Vivemos em um país de contrastes, onde riqueza e miséria são vizinhas, onde os problemas sociais se acumulam e se agravam, castigando, cada vez mais, uma sociedade já bastante sacrificada. Está claro que o governo só não dá conta de resolver e equacionar tais problemas ou reverter esse quadro. O público, sabemos agora, é de interesse e responsabilidade de todos nós.
Essa certeza vem gerando uma crescente conscientização de empresas e instituições quanto à importância de sua participação no resgate da cidadania e da dignidade social. Não se trata apenas de uma ação de marketing, mas sim de responsabilidade social, tema que tem pautado discussões empresariais e merecido atenção da mídia.
Mas atuar no social não é tarefa simples, e a boa vontade, embora indispensável, não é suficiente para garantir uma atuação séria. É preciso planejamento. É necessário primeiro definir em que causa atuar e o que fazer, ou seja, qual é a melhor contribuição que podemos dar? É verdade que todas as causas e problemas são importantes e nenhum deve ser desconsiderado, mas qualquer intervenção depende da natureza e das habilidades do agente social.
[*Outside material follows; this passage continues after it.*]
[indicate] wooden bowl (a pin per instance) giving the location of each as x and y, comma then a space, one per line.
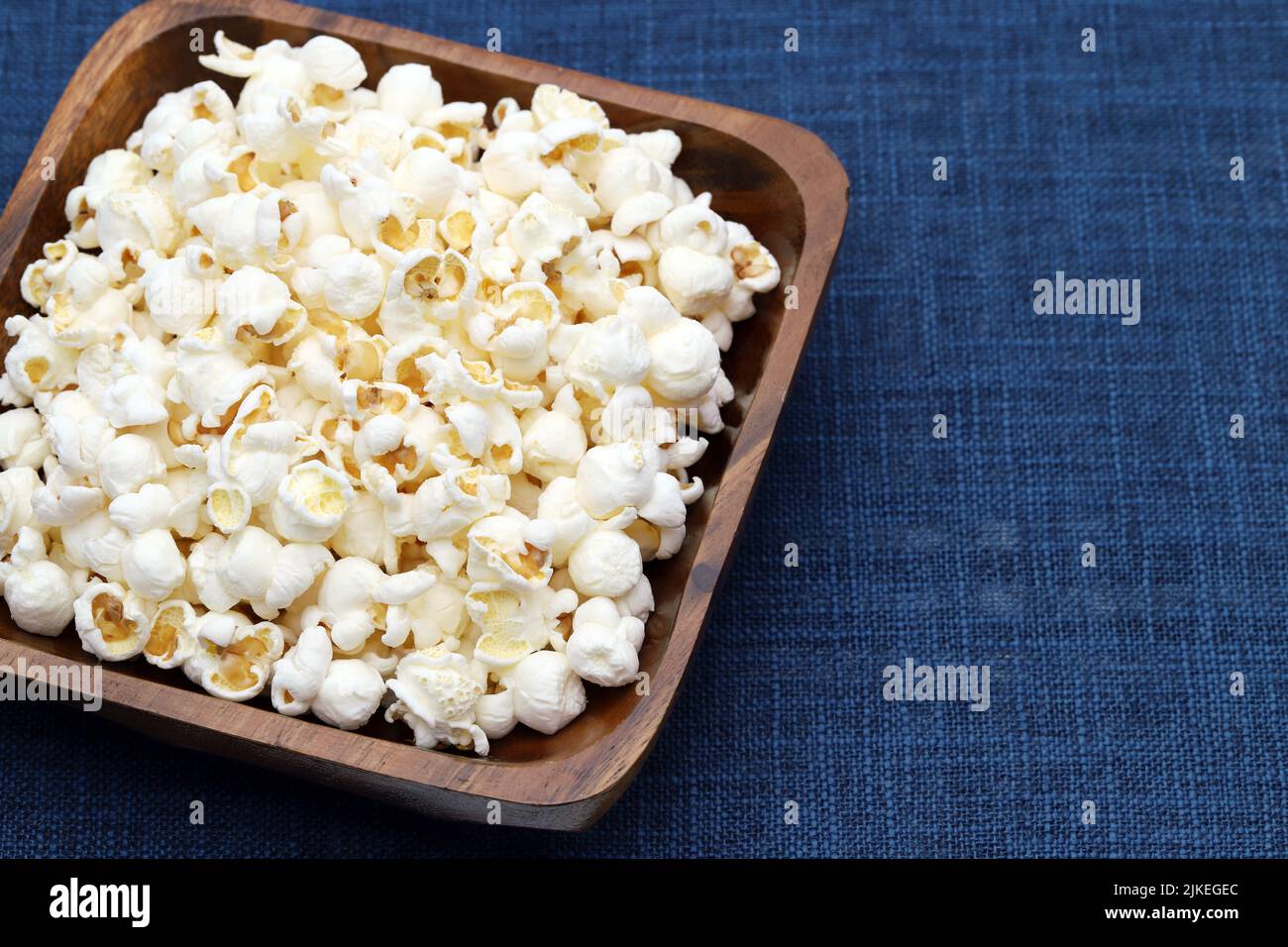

É o primeiro passo para que sua ação faça diferença. Foi assim que deparamos com a inclusão social dos portadores de deficiência.
Ao analisarmos o que poderíamos fazer para contribuir com essa causa, percebemos que algumas perguntas permanecem sem resposta, seja pela inexistência de dados, seja pela abundância deles, às vezes contraditórios. O universo do portador de deficiência ainda é desconhecido por nós. Somente agora, com a divulgação da tabulação avançada do Censo 2000 pelo IBGE, concluiu-se que somos 24,5 milhões de brasileiros com algum tipo de deficiência, número dez vezes maior que o divulgado pelo Censo 1991. Diferentemente também do que se previa, não é a deficiência mental que predomina nesse universo, mas a visual, que acomete mais de 12 milhões de pessoas.
Os dados do Censo 2000, apesar de darem uma primeira idéia dessa realidade, no entanto, ainda não são suficientes para que tenhamos condições de tratar o assunto com assertividade. Só poderemos contribuir para uma inclusão real de pessoas quando as conhecermos melhor. É preciso saber mais. Onde estão essas pessoas? Que tipo de formação têm? Que habilidades podem ser potencializadas? Que necessidades têm?
E tantas outras questões sobre saúde, educação, esporte e lazer, capacidades, dificuldades, anseios e sonhos. Só assim o portador de deficiência deixará de ser parte de um número, de uma cota estabelecida.
Assim nasceu o programa Diversidade, que começa com um estudo, já em andamento, coordenado pelo professor Marcelo Néri, chefe do Centro de Políticas Sociais da Fundação Getúlio Vargas, cujo objetivo é possibilitar um maior conhecimento do universo do portador de deficiência. O estudo foi planejado sob dois aspectos: estatístico, para dimensionar e qualificar esse universo por meio da análise dos dados existentes e o cruzamento dessas informações, e bibliográfico, um levantamento do conhecimento acadêmico sobre o assunto, produzido a partir de 1990.
O resultado que esperamos obter, previsto para daqui a nove meses, é um retrato da deficiência no Brasil, capaz de subsidiar ações, públicas ou privadas, voltadas para as pessoas portadoras de deficiência.
Este é o começo de um trabalho, que terá outras ações e desdobramentos, como o fortalecimento dos Conselhos de Direito, importantes fóruns participativos da pessoa portadora de deficiência; campanhas educativas, desvinculando deficiência de incapacidade; um guia sobre deficiência, disseminando serviços e informações sobre saúde, educação, legislação, orientação familiar e acessibilidade.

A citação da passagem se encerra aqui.